Apakah kita akan melihat lebih banyak festival kebudayaan di pusat kota?
Atau adakah kita akan mendapat diskon untuk tiket ke museum yang biasanya hanya ramai pada hari libur?
Klaim seperti ini mengundang tawa ringan, tapi bukan berarti tidak serius. Indonesia memang memiliki kekayaan budaya yang tak tertandingi.
Namun, kita harus bertanya: bagaimana kebudayaan itu disajikan?
Apakah cukup dengan parade budaya tahunan yang difoto oleh turis asing di Candi Borobudur?

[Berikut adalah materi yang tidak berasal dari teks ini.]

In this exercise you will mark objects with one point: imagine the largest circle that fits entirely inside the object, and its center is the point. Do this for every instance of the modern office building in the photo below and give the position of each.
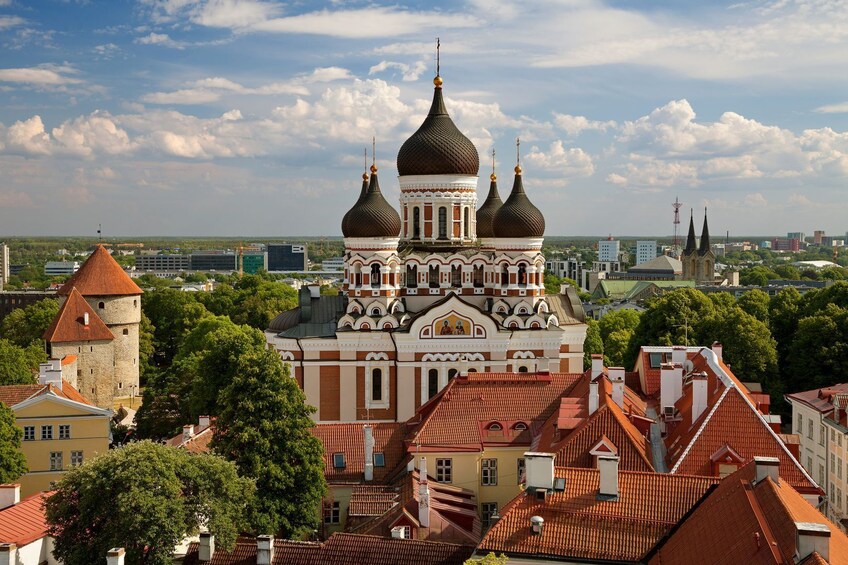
(287, 257)
(645, 251)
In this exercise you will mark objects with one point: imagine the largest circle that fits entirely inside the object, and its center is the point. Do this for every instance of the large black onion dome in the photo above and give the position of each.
(372, 216)
(438, 147)
(518, 217)
(362, 193)
(486, 213)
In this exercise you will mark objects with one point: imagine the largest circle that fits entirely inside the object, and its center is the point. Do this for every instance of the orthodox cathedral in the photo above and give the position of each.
(441, 288)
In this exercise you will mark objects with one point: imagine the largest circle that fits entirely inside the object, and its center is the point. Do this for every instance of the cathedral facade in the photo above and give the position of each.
(439, 288)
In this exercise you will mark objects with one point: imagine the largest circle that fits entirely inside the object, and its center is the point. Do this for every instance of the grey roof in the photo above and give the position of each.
(518, 217)
(438, 147)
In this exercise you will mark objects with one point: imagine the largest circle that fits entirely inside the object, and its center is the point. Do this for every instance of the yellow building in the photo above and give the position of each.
(61, 429)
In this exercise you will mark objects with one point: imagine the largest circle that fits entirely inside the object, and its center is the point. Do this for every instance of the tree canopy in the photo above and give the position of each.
(12, 461)
(264, 426)
(145, 498)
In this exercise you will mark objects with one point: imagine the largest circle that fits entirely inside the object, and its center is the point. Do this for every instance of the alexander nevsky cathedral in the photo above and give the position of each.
(432, 289)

Atau lebih dari itu---sebuah integrasi budaya dalam kehidupan sehari-hari kita?
Menjadi ibu kota budaya dunia mungkin lebih dari sekadar membawa tari saman ke panggung global. Butuh fondasi budaya yang kuat, infrastruktur yang mendukung, dan yang lebih penting, strategi jangka panjang yang konsisten.

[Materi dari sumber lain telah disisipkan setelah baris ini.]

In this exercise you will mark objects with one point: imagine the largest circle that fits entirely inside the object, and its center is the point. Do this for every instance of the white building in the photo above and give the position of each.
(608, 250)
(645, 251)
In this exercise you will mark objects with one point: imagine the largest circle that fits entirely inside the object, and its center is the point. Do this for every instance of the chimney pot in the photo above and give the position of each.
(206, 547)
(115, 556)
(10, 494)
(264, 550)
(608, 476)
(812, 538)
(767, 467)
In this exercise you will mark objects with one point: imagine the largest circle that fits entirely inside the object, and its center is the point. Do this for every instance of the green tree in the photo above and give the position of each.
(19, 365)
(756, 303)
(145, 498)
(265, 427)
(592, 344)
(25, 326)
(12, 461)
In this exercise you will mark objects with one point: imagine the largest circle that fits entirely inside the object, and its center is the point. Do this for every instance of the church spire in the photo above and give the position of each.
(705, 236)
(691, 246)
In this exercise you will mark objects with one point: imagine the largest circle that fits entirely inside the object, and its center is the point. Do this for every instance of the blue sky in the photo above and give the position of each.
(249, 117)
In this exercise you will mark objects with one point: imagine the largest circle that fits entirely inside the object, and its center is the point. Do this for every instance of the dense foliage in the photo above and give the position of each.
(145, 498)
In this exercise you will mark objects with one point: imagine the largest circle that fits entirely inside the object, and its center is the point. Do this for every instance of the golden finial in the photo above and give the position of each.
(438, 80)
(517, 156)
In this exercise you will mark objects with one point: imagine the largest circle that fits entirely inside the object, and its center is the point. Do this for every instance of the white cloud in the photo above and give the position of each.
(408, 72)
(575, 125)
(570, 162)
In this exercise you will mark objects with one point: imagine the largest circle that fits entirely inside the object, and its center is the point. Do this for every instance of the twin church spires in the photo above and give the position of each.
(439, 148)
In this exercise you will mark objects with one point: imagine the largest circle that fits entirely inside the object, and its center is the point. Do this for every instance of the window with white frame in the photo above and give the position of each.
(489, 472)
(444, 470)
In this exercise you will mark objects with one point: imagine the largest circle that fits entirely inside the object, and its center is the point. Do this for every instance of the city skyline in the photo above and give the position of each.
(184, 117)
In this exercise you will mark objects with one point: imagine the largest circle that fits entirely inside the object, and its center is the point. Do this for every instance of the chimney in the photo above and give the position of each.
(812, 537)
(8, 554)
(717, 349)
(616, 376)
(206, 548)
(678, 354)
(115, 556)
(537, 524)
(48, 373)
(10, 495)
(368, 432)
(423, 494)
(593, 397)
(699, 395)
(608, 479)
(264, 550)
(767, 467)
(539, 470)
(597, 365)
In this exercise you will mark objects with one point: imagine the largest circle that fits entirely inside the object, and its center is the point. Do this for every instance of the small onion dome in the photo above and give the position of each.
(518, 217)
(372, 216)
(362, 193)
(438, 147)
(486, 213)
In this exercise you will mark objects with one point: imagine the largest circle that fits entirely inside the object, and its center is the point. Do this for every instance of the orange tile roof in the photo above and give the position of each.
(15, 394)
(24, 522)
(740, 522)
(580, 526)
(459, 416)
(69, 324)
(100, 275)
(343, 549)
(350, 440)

Infrastruktur kebudayaan di Indonesia saat ini masih menghadapi masalah. Museum-museum kita, misalnya, sering kali lebih sepi dari kafe internet, dan perpustakaan umum masih bersaing ketat dengan tempat nongkrong.

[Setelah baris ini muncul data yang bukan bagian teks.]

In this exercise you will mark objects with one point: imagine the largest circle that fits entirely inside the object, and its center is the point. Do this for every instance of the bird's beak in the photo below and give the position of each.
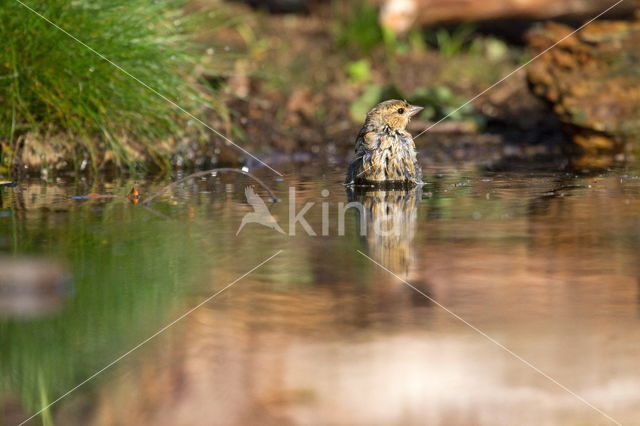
(414, 110)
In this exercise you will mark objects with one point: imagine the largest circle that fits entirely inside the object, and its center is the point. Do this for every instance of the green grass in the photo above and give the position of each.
(54, 89)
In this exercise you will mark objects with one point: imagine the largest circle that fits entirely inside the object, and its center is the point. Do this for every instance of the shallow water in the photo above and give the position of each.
(525, 299)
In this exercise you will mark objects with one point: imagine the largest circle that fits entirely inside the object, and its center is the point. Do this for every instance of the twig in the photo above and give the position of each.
(208, 172)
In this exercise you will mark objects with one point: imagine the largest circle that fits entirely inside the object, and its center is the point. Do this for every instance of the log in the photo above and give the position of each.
(591, 81)
(400, 15)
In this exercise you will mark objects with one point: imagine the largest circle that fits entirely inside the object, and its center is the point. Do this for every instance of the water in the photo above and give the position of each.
(523, 280)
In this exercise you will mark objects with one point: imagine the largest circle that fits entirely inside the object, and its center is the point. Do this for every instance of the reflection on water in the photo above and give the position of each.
(390, 218)
(545, 263)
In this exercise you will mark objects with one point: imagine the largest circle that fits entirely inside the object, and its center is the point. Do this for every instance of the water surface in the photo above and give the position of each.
(543, 262)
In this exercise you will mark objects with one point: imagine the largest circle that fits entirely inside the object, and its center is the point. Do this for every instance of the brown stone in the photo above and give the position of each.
(591, 80)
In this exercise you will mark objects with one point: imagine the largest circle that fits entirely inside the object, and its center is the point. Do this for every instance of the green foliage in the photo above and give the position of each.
(358, 26)
(451, 43)
(359, 71)
(52, 85)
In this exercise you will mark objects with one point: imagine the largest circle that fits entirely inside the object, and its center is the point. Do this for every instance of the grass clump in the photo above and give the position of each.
(58, 99)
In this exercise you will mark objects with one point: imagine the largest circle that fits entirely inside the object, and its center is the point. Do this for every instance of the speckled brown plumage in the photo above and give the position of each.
(385, 152)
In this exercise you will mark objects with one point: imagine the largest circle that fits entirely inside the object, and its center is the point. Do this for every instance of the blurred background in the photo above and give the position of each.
(526, 226)
(293, 79)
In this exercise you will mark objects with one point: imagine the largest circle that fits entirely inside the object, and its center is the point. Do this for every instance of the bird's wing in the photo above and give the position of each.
(256, 202)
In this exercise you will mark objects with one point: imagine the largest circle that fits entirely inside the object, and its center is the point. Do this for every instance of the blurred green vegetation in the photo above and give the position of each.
(129, 271)
(52, 86)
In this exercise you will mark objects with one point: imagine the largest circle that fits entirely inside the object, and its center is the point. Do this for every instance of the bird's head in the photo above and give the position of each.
(393, 113)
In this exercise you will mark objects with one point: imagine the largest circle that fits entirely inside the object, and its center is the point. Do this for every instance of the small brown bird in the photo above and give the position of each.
(385, 151)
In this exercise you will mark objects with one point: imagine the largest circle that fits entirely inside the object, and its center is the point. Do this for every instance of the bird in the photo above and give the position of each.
(385, 154)
(260, 214)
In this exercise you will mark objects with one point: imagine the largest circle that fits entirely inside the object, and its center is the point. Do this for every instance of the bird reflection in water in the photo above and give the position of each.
(390, 217)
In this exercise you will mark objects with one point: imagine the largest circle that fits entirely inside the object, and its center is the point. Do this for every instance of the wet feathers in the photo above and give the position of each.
(385, 153)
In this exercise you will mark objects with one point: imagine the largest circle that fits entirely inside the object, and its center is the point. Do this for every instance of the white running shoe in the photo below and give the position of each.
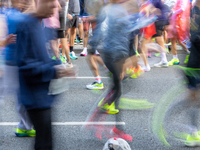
(146, 68)
(161, 64)
(84, 52)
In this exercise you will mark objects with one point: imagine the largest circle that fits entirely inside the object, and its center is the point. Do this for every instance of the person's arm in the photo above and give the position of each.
(33, 65)
(8, 40)
(59, 7)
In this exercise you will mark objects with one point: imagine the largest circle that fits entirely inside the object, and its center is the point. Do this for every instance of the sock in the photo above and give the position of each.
(71, 48)
(175, 56)
(98, 79)
(163, 57)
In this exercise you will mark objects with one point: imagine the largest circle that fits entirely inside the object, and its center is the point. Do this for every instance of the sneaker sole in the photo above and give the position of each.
(100, 88)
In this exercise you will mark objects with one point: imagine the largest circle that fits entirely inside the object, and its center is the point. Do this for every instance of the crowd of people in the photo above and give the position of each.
(33, 31)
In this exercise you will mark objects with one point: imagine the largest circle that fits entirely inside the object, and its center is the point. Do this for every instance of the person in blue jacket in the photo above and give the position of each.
(13, 16)
(36, 70)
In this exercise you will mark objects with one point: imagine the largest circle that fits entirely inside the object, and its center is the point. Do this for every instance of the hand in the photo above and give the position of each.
(61, 71)
(10, 39)
(69, 17)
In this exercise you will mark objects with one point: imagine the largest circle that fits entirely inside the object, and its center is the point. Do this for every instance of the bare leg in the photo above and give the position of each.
(72, 36)
(85, 39)
(174, 48)
(54, 47)
(92, 61)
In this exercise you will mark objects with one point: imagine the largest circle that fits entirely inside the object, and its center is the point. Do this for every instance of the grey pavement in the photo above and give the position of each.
(75, 104)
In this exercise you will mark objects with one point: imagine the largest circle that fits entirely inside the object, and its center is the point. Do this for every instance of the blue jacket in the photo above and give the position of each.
(35, 67)
(14, 17)
(83, 8)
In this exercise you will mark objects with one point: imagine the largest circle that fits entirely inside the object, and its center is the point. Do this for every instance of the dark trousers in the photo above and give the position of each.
(41, 119)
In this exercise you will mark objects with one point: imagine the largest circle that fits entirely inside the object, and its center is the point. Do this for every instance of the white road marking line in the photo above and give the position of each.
(68, 123)
(85, 77)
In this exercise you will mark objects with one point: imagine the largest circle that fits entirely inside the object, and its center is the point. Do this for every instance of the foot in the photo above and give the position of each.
(149, 55)
(121, 134)
(161, 64)
(69, 65)
(81, 42)
(174, 62)
(109, 109)
(146, 68)
(186, 58)
(72, 55)
(192, 141)
(63, 59)
(83, 53)
(97, 53)
(25, 133)
(95, 86)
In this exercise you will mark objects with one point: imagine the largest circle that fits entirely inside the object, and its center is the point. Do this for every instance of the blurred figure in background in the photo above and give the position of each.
(10, 79)
(178, 30)
(114, 53)
(36, 70)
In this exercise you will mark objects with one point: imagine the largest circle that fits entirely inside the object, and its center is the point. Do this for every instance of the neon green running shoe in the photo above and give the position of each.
(192, 141)
(137, 54)
(174, 62)
(63, 59)
(25, 133)
(186, 59)
(157, 54)
(109, 109)
(54, 58)
(95, 86)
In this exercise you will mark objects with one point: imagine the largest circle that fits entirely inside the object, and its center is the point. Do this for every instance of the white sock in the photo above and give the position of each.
(163, 57)
(175, 56)
(98, 79)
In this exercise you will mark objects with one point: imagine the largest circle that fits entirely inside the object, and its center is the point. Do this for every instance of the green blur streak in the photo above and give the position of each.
(126, 103)
(161, 109)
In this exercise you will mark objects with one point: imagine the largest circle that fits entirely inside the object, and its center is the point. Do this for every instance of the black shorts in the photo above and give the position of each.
(131, 48)
(160, 25)
(50, 33)
(61, 34)
(73, 23)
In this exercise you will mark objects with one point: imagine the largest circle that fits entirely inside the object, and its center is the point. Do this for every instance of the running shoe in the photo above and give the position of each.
(54, 58)
(137, 72)
(97, 53)
(69, 65)
(137, 54)
(95, 86)
(25, 133)
(186, 59)
(174, 62)
(161, 64)
(146, 68)
(76, 42)
(192, 141)
(72, 55)
(83, 53)
(121, 134)
(63, 59)
(157, 54)
(149, 55)
(109, 109)
(81, 42)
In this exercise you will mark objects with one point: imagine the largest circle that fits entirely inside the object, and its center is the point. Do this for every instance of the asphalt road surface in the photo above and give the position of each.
(72, 108)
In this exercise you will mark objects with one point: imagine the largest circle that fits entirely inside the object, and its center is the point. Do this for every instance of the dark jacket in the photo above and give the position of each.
(35, 67)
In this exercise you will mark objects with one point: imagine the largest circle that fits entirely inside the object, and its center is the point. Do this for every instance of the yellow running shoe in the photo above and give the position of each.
(174, 62)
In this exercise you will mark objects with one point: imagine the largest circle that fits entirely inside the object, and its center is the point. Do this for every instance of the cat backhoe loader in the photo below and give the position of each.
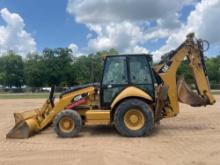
(132, 95)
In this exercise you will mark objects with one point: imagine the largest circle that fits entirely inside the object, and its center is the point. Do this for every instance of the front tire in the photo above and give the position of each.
(67, 123)
(133, 118)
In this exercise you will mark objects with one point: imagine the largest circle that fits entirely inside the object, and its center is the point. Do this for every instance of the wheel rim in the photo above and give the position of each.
(66, 124)
(134, 119)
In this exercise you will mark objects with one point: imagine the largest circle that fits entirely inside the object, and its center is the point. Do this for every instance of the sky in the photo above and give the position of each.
(88, 26)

Untuk menjadikan Indonesia ibu kota budaya, mungkin kita perlu lebih dari sekadar menteri yang koleksi bukunya mengalahkan kapasitas gudang Perpustakaan Nasional.
Pendidikan Budaya: Kurikulum Baru atau Prangko?
Salah satu janji Fadli Zon adalah memperkuat pendidikan budaya di kalangan anak muda. Ini adalah misi yang mulia, terutama mengingat anak-anak kita mungkin lebih akrab dengan karakter anime daripada tokoh pahlawan nasional. Tapi, mari jujur. Apakah pendidikan budaya akan diterima dengan baik jika hanya sebatas teori dalam ruang kelas?
Di sini letak tantangan terbesar Fadli Zon. Sebagai penggemar filateli---pengoleksi prangko---ia mungkin ingin menambahkan mata pelajaran tentang sejarah komunikasi analog. Tapi, apakah generasi milenial dan Gen Z, yang hidup dalam dunia swipe dan click, benar-benar peduli?
Jika pendidikan budaya tidak diubah agar relevan dengan era digital, kita bisa kehilangan kesempatan besar untuk memperkenalkan warisan kita pada generasi berikutnya. Tentu saja, ada peluang besar di sini. Jika Fadli Zon serius tentang pendidikan budaya, ia bisa menggabungkan teknologi modern dengan tradisi kuno.
Bagaimana jika prangko koleksinya diubah menjadi NFT, atau wayang kulit ditransformasikan menjadi karakter animasi untuk web series? Jika itu berhasil, kita mungkin akan menyaksikan revolusi budaya, di mana kebudayaan tidak hanya dikaji, tapi dihidupi.